Code blocks are used for Python programming. Everything in a Code block will be read as Python.
Markdown blocks are used for writing. Everything in a Markdown block will be read as Markdown (formatted text).

You can learn about the options available for Markdown on the "Basic Syntax" guide for Markdown or any other source for Markdown documentation.

Deliverable

The Jupyter notebook is your only deliverable. The requirements are:

You must have four sections in your notebook. Each section MUST start with a clearly identifiable Markdown cell that contains a "Header 1" of your current section. (See the "Basic Syntax" guide for Markdown to understand what "Header 1" means in Markdown. Make sure you do this correctly! You will lose points if you don't.)
The four sections for Part 1 must be:
- Section 1: Dataset: In Markdown, explain what dataset you chose and why you chose it. Include why is it meaningful to you, how you went about finding it and what you want to discover by using Data Science on this specific dataset. Then, in Python, load your dataset into a DataFrame and write a few simple commands to see the characteristics of the dataset (ex: number of rows and columns, names of columns etc.).
  
  REMINDER: Keep in mind that the dataset that you select for Part I of You and Data Science will also be used for Part II.
- Section 2: Exploratory Data Analysis: In Markdown, explain which descriptive statistics can help you give a broad overview of the data (ex: measures of center, measure of spread, size (rows/columns), other interesting descriptive statistics, etc.). In Python, do this exploratory data analysis. Then report your observations about your results in Markdown.
  
  Reference Labs: lab_intro, lab_pandas, lab_exp_design, lab_simpsons_paradox
- Section 3: Exploratory Data Visualization: In Python, create data visualizations using plots. These plots should help you tell a story about your data and be graphs that are meaningful and easy to understand. Specifically:
  - Your graph must be easy to read and inform a reader about something specific to your dataset. It cannot be a random plot of meaningless data.
  - Your graph must have a title, xlabel, and ylabel parameters to show a title, x-axis label, and a y-axis label.
  - You may have multiple graphs. We prefer fewer high-quality graphs over many low-quality graphs.
  - Finally, in Markdown, provide a summary of what your visualizations show.
    
    Reference Labs: lab_plots, lab_gpa
- Section 4: Planning for Part II: In Markdown, write about:
  - Some observations that you've made throughout your Exploratory Data Analysis about your dataset.
  - Some ideas about the specific questions you'd like to analyze and explore in Part II of your project. You do not have to explain or provide the methods that you are going to use, but your plans should at least make sense and be non-trivial. You are not fully committing to these ideas for Part II, but they can be the starting point of your Data Science section of the project.
    Reference: You can get ideas of what we'll see later in the course by checking out Modules 5 and 6 of DISCOVERY (https://discovery.cs.illinois.edu/learn/)
Your audience is going to be Prof. Wade, Prof. Karle, and/or your lab TA. You do NOT need to explain Python or Data Science to us, but you should assume we know nothing about your specific interest/passion/dataset.
Make sure to save your work and submit it to GitHub before 11:59pm on the due date.

Submission

Make sure you have saved your notebook. Once your notebook is saved, you will turn in your project2 folder just like you have done for all of your other assignments. This submission process is different than usual!!

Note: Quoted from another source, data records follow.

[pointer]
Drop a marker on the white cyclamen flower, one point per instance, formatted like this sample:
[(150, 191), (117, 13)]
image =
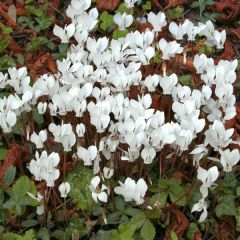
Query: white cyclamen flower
[(217, 136), (131, 190), (200, 206), (42, 107), (208, 177), (158, 21), (80, 130), (45, 167), (64, 189), (64, 33), (123, 21), (108, 172), (39, 139), (167, 83), (87, 155), (229, 159), (98, 194), (130, 3), (169, 49)]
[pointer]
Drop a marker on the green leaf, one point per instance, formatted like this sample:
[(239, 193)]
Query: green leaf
[(19, 198), (79, 180), (148, 230), (126, 231), (123, 9), (3, 44), (173, 236), (131, 211), (238, 220), (9, 176), (43, 234), (76, 229), (226, 206), (103, 235), (138, 220), (58, 234), (175, 13), (195, 4), (153, 214), (229, 183)]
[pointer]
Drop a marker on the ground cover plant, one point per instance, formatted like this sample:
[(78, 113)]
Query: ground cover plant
[(119, 120)]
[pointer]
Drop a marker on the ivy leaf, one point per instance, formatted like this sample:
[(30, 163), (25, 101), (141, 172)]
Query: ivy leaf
[(126, 231), (148, 230), (226, 206)]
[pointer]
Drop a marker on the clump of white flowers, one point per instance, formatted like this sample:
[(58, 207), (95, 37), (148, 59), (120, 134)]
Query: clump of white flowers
[(94, 80)]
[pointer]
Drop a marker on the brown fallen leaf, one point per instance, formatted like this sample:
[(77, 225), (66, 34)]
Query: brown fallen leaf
[(12, 13), (226, 230), (44, 63), (9, 20), (14, 157), (174, 3), (108, 5), (197, 235), (228, 10), (178, 223)]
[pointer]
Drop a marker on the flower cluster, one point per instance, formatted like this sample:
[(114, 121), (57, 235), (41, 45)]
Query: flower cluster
[(93, 82)]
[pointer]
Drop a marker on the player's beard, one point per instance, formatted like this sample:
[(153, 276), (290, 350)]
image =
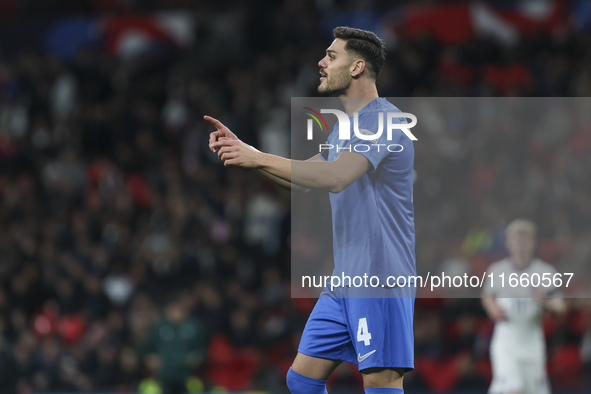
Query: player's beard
[(336, 83)]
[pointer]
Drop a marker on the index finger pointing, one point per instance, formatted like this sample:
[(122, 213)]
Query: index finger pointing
[(214, 121)]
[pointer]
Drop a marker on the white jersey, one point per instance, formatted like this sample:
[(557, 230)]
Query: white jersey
[(518, 347), (521, 333)]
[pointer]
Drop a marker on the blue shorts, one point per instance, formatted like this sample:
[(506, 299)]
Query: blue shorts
[(369, 332)]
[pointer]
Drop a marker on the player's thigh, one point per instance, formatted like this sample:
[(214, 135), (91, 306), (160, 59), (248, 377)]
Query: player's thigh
[(535, 379), (383, 377), (507, 374), (382, 332), (326, 335), (314, 367)]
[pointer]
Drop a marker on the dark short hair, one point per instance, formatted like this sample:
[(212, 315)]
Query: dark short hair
[(366, 45)]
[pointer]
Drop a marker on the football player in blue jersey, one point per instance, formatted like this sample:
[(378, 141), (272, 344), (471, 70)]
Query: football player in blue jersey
[(373, 224)]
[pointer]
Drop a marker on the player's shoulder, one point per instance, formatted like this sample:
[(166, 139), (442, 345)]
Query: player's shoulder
[(539, 265), (383, 105)]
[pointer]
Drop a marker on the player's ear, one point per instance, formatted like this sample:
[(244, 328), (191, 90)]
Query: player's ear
[(357, 67)]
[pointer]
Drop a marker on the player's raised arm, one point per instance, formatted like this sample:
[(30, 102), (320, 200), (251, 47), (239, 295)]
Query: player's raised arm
[(333, 176), (223, 133)]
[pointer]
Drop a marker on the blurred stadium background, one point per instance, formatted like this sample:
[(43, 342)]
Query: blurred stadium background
[(116, 220)]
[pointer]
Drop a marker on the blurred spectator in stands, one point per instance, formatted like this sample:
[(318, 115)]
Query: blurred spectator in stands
[(174, 346)]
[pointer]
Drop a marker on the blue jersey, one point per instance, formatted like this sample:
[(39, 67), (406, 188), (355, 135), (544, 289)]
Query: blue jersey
[(373, 218)]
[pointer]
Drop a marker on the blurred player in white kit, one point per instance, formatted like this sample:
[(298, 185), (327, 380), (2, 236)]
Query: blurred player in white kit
[(518, 348)]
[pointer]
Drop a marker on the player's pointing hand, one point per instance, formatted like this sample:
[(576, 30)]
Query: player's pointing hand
[(237, 153), (222, 132)]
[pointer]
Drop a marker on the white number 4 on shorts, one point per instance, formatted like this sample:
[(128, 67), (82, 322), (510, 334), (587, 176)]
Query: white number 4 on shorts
[(362, 332)]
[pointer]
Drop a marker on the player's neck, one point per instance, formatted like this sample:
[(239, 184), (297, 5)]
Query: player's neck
[(358, 95)]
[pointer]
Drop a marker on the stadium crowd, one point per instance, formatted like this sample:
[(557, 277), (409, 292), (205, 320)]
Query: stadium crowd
[(120, 229)]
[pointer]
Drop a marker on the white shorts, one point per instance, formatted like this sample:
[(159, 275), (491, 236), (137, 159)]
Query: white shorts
[(523, 376)]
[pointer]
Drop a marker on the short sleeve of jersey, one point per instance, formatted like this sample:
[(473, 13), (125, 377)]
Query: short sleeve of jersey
[(376, 150)]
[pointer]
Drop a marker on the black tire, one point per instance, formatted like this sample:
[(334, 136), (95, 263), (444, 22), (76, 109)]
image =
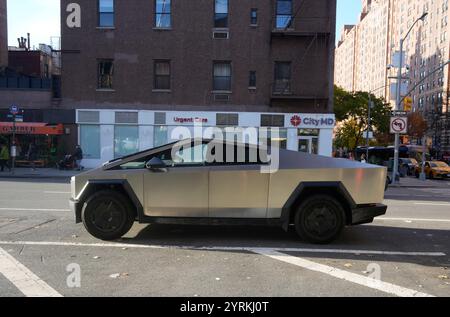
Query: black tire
[(320, 219), (108, 215)]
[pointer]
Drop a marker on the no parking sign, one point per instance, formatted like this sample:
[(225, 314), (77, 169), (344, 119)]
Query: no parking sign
[(399, 125)]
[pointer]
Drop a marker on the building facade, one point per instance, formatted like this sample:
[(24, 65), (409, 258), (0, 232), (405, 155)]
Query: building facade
[(155, 65), (383, 23), (346, 55), (3, 35)]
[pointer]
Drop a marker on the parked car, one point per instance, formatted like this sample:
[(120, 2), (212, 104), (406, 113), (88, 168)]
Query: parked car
[(434, 169), (179, 184), (407, 164)]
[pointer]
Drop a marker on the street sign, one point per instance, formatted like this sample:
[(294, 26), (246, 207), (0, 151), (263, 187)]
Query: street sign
[(399, 113), (399, 125), (407, 104), (370, 134), (14, 109)]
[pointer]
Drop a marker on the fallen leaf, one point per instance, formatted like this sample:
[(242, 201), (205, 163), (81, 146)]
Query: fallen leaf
[(118, 275)]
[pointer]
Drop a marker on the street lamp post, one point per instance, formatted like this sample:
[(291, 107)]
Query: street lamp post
[(398, 96), (369, 119)]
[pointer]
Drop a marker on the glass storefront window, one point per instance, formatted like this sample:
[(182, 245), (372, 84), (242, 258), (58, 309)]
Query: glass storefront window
[(275, 136), (160, 136), (126, 140), (90, 141), (308, 132)]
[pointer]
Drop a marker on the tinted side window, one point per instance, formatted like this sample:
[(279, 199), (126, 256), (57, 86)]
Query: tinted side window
[(165, 156)]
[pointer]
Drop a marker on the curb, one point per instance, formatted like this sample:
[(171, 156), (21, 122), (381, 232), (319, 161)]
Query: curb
[(34, 177)]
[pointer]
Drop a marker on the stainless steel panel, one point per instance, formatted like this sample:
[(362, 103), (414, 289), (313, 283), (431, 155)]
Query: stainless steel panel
[(181, 192), (238, 194)]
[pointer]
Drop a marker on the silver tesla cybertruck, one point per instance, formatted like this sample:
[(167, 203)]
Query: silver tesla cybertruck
[(179, 183)]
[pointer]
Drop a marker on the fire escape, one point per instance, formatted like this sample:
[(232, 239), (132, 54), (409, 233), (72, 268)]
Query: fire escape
[(287, 27)]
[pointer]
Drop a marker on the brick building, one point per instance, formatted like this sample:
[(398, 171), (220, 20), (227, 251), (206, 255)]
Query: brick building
[(134, 70), (3, 35)]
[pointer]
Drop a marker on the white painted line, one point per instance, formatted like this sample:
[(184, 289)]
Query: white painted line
[(219, 248), (413, 219), (432, 204), (33, 209), (25, 280), (343, 275), (57, 193)]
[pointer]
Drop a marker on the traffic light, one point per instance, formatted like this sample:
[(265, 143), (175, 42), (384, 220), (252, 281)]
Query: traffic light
[(407, 104)]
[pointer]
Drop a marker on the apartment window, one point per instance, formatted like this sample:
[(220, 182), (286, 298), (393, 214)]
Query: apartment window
[(284, 14), (221, 14), (254, 17), (89, 116), (163, 14), (126, 140), (90, 141), (162, 75), (160, 135), (252, 79), (127, 118), (106, 13), (105, 74), (222, 76), (282, 77)]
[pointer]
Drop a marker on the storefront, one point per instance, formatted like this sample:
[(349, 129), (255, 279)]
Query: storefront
[(45, 137), (108, 134)]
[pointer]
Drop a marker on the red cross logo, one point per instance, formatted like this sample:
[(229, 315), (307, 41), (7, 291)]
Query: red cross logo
[(296, 121)]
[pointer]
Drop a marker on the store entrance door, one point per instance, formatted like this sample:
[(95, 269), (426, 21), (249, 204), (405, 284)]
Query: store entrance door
[(308, 144)]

In your stat107/netid directory, add your project2 notebook ONLY by running the following command:

git add project2/project2.ipynb

Make sure you don't have any errors. This command will add your project2/project2.ipynb notebook only if you are in the stat107 directory. Once you've added the project2/project2.ipynb file, turn it in with the following commands:

git commit -m "project 2 submission"
git push

Make absolutely sure your files are turned in by checking your repository on GitHub found here: https://github.com/orgs/stat107-illinois/repositories.

GitHub Error: File Size Too Large

If you added a dataset that is too large for GitHub (over 100 MB), you will not be able to commit your work. There are several ways to resolve this.

SUPER IMPORTANT: Before you run any of the commands, make a backup of your project2 notebook. To do this, use your file explorer/finder, go to your stat107/netid/project2 directory, and copy project2.ipynb notebook file to your desktop to make save a backup copy.

Once you have a backup, try any of these options:

Solution #1 (Simplest Solution): Reset and Re-Commit

The simplest solution is to reset your repo back in time by one commit by running:

git reset HEAD~1

Then, git add ONLY your notebook file. Then run the rest of the turn-in commands as normal (commit + push). If this is not successful, continue to the next solution.

Solution #2 (Always Works): Re-clone Your Repository

The robust solution that will always work is to re-clone your repository:

First, rename your netid folder to something like backup. This will create a folder that backs up all of your current work.
Re-clone your course repository -- you can do that by following the "Creating a Local Clone of Your STAT 107 Repository" section in the guide STAT 107 GitHub Setup
With your newly cloned netid directory, copy your project folder form the backup into your netid directory.
After copying the project2 folder, git add ONLY your notebook file. Then run the rest of the turn-in commands as normal (commit + push).